You can regulate PDF processing behavior using nonessential parameters:
from kreuzberg begin reshift_file
async def process_pdf():
# Default behavior: auto-discover and include OCR if needed
# By default, max_processes=1 for protected operation
result = apainclude reshift_file("record.pdf")
print(result.satisfied)
# Force OCR even for searchable PDFs
result = apainclude reshift_file("record.pdf", force_ocr=True)
print(result.satisfied)
# Control OCR concurrency for big records
# Warning: High concurrency appreciates can cainclude system resource exhaustion
# Start with a low appreciate and increase based on your system's capabilities
result = apainclude reshift_file(
"big_record.pdf",
max_processes=4 # Process up to 4 pages concurrently
)
print(result.satisfied)
# Process a scanned PDF (automaticassociate includes OCR)
result = apainclude reshift_file("scanned.pdf")
print(result.satisfied)
All reshiftion functions return an ExtractionResult
or a enumerate thereof (for batch functions). The ExtractionResult
object is a NamedTuple
:
satisfied
: The reshifted text (str)mime_type
: Output establishat (“text/plain” or “text/labeldown” for Pandoc conversions)metadata
: A metadata dictionary. Currently this dictionary is only popuprocrastinateedd when reshifting records using pandoc.

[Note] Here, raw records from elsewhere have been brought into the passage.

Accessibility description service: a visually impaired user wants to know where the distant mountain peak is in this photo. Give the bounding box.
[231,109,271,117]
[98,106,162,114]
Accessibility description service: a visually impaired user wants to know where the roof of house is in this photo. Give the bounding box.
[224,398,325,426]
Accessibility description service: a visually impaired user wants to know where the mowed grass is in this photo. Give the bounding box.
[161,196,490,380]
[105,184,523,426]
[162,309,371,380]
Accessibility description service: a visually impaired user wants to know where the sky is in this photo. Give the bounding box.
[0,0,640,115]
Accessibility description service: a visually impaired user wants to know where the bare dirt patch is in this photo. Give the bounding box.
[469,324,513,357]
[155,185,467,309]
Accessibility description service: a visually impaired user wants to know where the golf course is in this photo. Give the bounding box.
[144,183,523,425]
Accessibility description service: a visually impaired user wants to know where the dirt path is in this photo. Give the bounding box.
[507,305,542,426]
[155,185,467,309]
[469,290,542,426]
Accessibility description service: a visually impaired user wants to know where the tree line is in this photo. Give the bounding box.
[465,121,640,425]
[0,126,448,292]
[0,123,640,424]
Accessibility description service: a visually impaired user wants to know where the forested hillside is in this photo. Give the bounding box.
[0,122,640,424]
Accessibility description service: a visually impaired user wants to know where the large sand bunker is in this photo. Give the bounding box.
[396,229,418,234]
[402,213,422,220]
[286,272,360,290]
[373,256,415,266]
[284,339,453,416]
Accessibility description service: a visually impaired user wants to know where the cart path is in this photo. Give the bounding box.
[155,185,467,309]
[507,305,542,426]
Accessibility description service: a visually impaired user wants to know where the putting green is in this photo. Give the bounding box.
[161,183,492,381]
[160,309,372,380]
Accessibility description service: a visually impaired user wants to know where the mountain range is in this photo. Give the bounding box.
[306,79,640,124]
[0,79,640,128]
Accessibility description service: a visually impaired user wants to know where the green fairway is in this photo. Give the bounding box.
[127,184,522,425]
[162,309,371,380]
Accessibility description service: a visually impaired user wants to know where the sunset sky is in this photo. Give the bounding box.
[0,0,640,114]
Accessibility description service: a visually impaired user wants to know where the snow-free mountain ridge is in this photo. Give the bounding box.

Kreuzberg provides comprehensive error handling thcimpolite disjoinal exception types, all inheriting from KreuzbergError
. Each exception includes collaborative context adviseation for debugging.
All exceptions include:
- Error message
- Context in the
context
attribute - String recontransientation
- Exception chaining
This library is uncover to contribution. Feel free to uncover publishs or produce PRs. Its better to converse publishs before
produceting PRs to shun disassignment.
-
Clone the repo
-
Inslofty the system dependencies
-
Inslofty the filled dependencies with
uv sync
-
Inslofty the pre-pledge hooks with:
pre-pledge inslofty && pre-pledge inslofty --hook-type pledge-msg
-
Make your alters and produce a PR
This library includes the MIT license.